Defense Coastal/Estuarine Research Program (DCERP2)

Most current assessments of carbon cycling in the coastal landscape are typically conducted piecemeal and are habitat specific. For example, atmospheric CO2 fluxes or carbon burial rates might be measured in an intertidal marsh or estuary, but are quantified in the absence of measuring carbon exchanges between these habitats. This type of existing approach in which carbon cycling estimates are uncoupled from cross-habitat transport, or source determination, precludes full understanding of the source-sink nature of the habitat. This approach specifically confines interpretation to static mass balances and provides limited mechanistic understanding of underlying processes that are likely to drive altered patterns of carbon cycling in the future. Results from DCERP1, however, delineated the biogeochemical connections between coastal habitats within MCBCL and their sensitivity to physical drivers such as seasonal and pulsed delivery of freshwater and nutrients. This previous work also characterized the influence of tidal forcings on marsh-estuary exchanges, identified the effects of storm-driven overwash of the backbarrier marsh, and defined the linkages between land-use and watershed loadings. The system-scale knowledge acquired during DCERP1 helped shape the structure of how carbon cycling is approached in DCERP2. The DCERP2 approach equally weights intra-habitat mass balancing with inter-habitat exchanges to yield an integrated picture at the landscape scale. This “big picture” approach uniquely allows assessment of carbon (re)distribution at expanded spatial and temporal scales.
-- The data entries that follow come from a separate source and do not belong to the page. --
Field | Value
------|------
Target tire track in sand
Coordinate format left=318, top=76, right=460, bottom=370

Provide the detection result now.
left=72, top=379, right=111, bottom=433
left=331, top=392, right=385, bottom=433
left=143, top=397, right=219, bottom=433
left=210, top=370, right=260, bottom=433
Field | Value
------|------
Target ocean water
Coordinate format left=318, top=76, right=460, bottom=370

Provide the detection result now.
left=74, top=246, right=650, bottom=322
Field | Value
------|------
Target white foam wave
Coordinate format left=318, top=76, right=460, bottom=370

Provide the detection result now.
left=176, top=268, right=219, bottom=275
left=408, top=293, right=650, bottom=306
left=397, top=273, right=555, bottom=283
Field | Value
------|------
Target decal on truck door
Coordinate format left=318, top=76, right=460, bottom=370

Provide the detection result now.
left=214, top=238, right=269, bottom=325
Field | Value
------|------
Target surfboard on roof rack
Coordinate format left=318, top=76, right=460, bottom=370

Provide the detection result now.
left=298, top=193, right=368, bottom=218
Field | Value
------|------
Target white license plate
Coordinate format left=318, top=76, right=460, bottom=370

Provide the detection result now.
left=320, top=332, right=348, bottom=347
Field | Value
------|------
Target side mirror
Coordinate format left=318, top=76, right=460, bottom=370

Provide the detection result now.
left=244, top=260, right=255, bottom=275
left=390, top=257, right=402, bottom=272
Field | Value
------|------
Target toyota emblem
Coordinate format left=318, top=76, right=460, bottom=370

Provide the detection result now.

In support of this effort the Tobias lab is :1) using select biomarker distribution and compound  specific isotope analyses (CSIA) to characterize carbon reservoirs in estuarine and marsh sediments in the New River Estuary, NC;  2) apply oxygen 18 isotope techniques to partition estuarine respiration into benthic vs. water column contributions; and 3) quantify the advective fluxes of dissolved carbon between marshes and adjacent open waters.